1st and foremost WELCOME to the Lawn forum

So how much water are you putting down every time you water?
If your answer is 'I water for blank blank minutes you dont know how much you are watering. Put out some empty tuna cans or get something like this http://a.co/cgZf5xt . Next water for 15 min and measure with a ruler how much was put down. 
Many people are often surprised by how little they are actually watering.
How many times a day or week have you been watering?
Do you have an irrigation system?
Have you put down any chemicals or weed killer?


----------



## musicjohnny (Jun 30, 2018)

Spammage said:


> @musicjohnny I don't want to question @viva_oldtrafford, but do you have a dog? It looks like a dog is fertilizing spots in the "bad" sod and making it look great. If so and you are keeping it well watered, then I'm thinking a starter fertilizer application on the whole yard would be a good thing.

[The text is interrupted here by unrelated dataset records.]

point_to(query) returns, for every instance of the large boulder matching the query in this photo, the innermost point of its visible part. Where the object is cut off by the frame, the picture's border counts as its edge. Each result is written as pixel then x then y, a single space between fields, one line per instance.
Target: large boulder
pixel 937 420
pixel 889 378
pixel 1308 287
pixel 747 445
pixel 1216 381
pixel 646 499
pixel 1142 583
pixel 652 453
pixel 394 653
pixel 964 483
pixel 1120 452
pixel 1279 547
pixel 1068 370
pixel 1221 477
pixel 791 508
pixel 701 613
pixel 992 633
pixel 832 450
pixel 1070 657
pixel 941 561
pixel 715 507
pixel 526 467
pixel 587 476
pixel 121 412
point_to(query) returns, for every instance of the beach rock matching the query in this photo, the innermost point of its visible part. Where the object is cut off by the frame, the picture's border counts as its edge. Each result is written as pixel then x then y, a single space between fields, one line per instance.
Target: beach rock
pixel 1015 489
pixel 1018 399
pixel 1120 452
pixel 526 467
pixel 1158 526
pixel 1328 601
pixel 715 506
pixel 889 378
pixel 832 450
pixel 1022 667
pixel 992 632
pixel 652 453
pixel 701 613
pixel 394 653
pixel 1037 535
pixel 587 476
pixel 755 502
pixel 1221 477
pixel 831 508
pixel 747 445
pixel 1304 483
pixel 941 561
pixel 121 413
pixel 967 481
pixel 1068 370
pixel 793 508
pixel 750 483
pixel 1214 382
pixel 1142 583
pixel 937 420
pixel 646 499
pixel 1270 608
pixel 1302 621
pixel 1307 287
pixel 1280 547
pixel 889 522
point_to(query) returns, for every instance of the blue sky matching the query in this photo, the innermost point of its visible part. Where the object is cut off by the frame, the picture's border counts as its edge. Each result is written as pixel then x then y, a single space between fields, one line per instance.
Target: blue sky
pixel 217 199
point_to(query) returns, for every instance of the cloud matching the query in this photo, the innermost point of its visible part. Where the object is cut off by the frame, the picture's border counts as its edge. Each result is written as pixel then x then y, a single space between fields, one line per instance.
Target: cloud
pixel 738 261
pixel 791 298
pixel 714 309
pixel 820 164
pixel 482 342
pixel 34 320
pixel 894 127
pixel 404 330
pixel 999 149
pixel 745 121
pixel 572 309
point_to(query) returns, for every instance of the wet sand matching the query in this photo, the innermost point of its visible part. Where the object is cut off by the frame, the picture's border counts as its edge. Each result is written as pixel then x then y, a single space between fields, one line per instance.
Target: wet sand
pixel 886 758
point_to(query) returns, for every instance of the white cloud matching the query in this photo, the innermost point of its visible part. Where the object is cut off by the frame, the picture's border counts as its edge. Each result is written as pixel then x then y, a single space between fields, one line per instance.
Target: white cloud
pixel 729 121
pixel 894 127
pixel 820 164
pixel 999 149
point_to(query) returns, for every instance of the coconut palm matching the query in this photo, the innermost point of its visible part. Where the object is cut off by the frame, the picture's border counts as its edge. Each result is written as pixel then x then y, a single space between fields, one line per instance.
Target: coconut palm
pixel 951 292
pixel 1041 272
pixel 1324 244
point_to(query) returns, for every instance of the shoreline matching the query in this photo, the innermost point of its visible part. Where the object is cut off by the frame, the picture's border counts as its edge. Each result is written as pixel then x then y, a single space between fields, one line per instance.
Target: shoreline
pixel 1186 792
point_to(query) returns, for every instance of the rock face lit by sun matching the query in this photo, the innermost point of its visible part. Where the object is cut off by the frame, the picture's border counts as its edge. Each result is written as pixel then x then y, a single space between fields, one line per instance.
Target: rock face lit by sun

Hmmm....we do! I hadn't even really noticed those spots before you pointed them out. So yeah, maybe a little fertilizer could start to work.


----------



## musicjohnny (Jun 30, 2018)

Tellycoleman said:


> 1st and foremost WELCOME to the Lawn forum
> 
> So how much water are you putting down every time you water?
> If your answer is 'I water for blank blank minutes you dont know how much you are watering. Put out some empty tuna cans or get something like this http://a.co/cgZf5xt . Next water for 15 min and measure with a ruler how much was put down.
> ...


Hey Telly! I'm going for around 3 inches per week. It's lrobably been a little more than that over the last 2 weeks cause we've had some heavy rain. Not irrigation system, just a lot of moving sprinklers around to try to get even coverage across the lawn. And no chemicals so far either, I wasn't really sure what to put down and I didn't want to mess anything up, so I just went with water haha.


----------



## fp_911 (Apr 10, 2017)

Our sod 4 years ago had army worms when they delivered it to our home. Of course the builder did nothing because we had already closed.

Took me about a year and a lot of reading on Bermuda lawns to get things working. Was so mad I considered nuking my entire lawn, but it bounced back!


----------



## musicjohnny (Jun 30, 2018)

fp_911 said:


> Our sod 4 years ago had army worms when they delivered it to our home. Of course the builder did nothing because we had already closed.
> 
> Took me about a year and a lot of reading on Bermuda lawns to get things working. Was so mad I considered nuking my entire lawn, but it bounced back!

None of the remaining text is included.